Subject: I have found a CD that I think you would enjoy
Sings the Great Songs of Leon Payne
Genres: Country, Pop, Rock
One Of The Best Jones Albums Of The 1960's
(5 out of 5 stars)
"Leon Payne, a great blind Texas-based honky-tonker of the late-forties, fifties and sixties, was an even greater country songwriter, maybe the finest of the middle part of the century (he provided Hank Williams with "Lost Highway" and also wrote "I Love You Because"). Jim Reeves, among others, recorded some wonderful things with his compositions. He did'nt do George any harm either, the last three cuts of this singles collection from 1971 show him at a mid-sixties peak - there might not be a better Jones performance than "Things Have Gone To Pieces". Great songs, even better vocals, a must-have for Jones fans. Now, how about somebody re-releasing Payne's Starday albums from the early sixties? (You listening, Bear Family?)"
Jones Sings the Pain of Payne...
(4 out of 5 stars)
"GEORGE JONES SINGS THE GREAT SONGS OF LEON PAYNE includes many tunes you will see on various Jones' compilations, such as "Blue Side of Lonesome" (which was a hit for Jim Reeves), "They'll Never Take Her Love From Me" (recorded by the mighty Hank, who also recorded Payne's "Lost Highway"), and "Take Me" (co-written by Payne with Jones and would later go on to be the first single from Jones and new wife Tammy Wynette years later). It's great that Hollywood has issued this record for it showcases George paying tribute to one of country music's great songwriters in his usual "I'll sing you a song with all my heart before I'm executed" manner.

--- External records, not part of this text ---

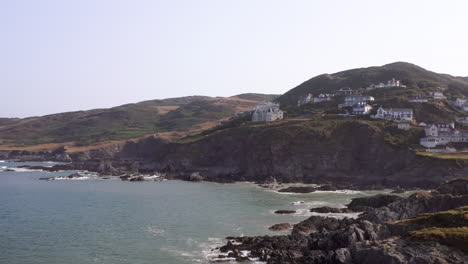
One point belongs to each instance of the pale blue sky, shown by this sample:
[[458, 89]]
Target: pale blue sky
[[64, 55]]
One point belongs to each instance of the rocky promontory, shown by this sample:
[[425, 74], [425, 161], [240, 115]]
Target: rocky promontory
[[423, 228]]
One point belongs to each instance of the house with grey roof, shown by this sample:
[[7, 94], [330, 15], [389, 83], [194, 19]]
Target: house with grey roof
[[394, 114]]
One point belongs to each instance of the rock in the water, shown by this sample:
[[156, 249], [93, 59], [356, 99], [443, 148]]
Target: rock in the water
[[285, 212], [280, 227], [138, 179], [195, 177], [455, 187], [364, 203], [326, 210], [299, 189], [74, 175]]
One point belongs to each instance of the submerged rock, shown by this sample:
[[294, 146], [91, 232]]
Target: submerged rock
[[280, 227], [326, 209], [365, 203], [393, 230], [285, 211], [298, 189]]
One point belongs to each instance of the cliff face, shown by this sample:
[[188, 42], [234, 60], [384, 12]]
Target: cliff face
[[351, 152], [361, 153]]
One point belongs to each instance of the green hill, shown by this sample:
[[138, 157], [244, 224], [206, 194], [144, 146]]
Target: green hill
[[418, 80], [124, 122]]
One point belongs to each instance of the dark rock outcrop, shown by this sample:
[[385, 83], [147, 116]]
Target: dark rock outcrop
[[298, 189], [326, 210], [285, 211], [280, 227], [366, 203], [380, 235]]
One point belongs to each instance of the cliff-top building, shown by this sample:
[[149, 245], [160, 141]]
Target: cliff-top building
[[304, 99], [442, 134], [267, 112], [394, 114], [352, 100], [389, 84]]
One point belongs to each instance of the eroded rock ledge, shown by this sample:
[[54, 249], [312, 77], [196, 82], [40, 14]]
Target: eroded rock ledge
[[418, 229]]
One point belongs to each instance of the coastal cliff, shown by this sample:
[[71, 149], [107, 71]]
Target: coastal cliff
[[360, 153]]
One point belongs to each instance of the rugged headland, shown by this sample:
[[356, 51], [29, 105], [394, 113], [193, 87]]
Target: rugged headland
[[423, 228], [314, 143]]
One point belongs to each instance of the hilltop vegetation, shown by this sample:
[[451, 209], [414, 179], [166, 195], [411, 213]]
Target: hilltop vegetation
[[124, 122], [417, 79]]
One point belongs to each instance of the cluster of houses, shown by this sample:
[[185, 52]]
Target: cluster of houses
[[436, 135], [309, 98], [267, 112], [442, 134], [461, 103], [391, 83]]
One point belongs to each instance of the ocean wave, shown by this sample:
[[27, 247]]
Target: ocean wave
[[72, 179], [340, 192], [155, 231], [308, 213]]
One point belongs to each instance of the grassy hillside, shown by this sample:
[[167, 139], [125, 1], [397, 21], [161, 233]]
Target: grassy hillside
[[416, 78], [123, 122]]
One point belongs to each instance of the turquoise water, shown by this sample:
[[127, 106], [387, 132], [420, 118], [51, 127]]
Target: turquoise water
[[110, 221]]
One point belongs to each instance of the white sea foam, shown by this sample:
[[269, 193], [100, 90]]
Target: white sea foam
[[155, 231], [16, 169], [72, 179], [298, 203], [340, 192]]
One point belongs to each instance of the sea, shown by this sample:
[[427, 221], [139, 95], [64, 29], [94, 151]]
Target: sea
[[92, 220]]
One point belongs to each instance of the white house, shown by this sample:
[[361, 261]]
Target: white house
[[362, 108], [266, 112], [404, 125], [345, 91], [418, 99], [437, 95], [351, 100], [323, 98], [463, 120], [304, 99], [394, 114], [442, 134], [461, 103], [389, 84]]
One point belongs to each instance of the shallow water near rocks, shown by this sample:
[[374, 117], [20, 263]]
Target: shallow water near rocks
[[111, 221]]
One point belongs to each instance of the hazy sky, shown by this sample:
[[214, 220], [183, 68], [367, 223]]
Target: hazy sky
[[66, 55]]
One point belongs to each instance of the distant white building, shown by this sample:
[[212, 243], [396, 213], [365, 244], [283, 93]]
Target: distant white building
[[418, 99], [351, 100], [438, 95], [323, 98], [394, 114], [404, 125], [345, 91], [267, 112], [463, 120], [461, 103], [304, 99], [389, 84], [442, 134], [362, 108]]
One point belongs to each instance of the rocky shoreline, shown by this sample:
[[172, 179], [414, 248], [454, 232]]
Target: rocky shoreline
[[426, 227]]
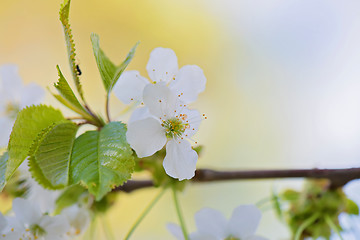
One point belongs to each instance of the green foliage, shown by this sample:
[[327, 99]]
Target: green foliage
[[51, 154], [29, 123], [319, 203], [68, 95], [3, 163], [70, 196], [64, 18], [102, 159], [108, 71]]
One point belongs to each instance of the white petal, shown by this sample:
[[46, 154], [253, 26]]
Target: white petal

Of special note here are some of the tear-jerking ballads that George sings as if his very life depends on it. There is the haunting "There's No Justice" and the typical "everything ain't right" country ballad "Things have Gone to Pieces." In another singer's hands this tune would have been laughable but Jones pulls it off, delivering one of his most bluesy vocals EVER. A big highlight of the record, though, is "Brothers of A Bottle," where Jones sings about the evils of women and the joys of getting loaded.
There are some duds, such as "Let A Little Lovin' Come In," an upbeat novelty that sounds a bit silly now, and "The Selfishness Of Man," a would-be anthem about the sorry state of mankind which sounds odd coming from the hell-raising honky tonk legend. This is minor criticism, however. This LP is worth owning if for nothing else but the outstanding performance George gives on "Take Me," which exudes that elegant Lefty Frizzell influence which he built upon to achieve such a stunning vocal style. I'm happy I own it - you will be too."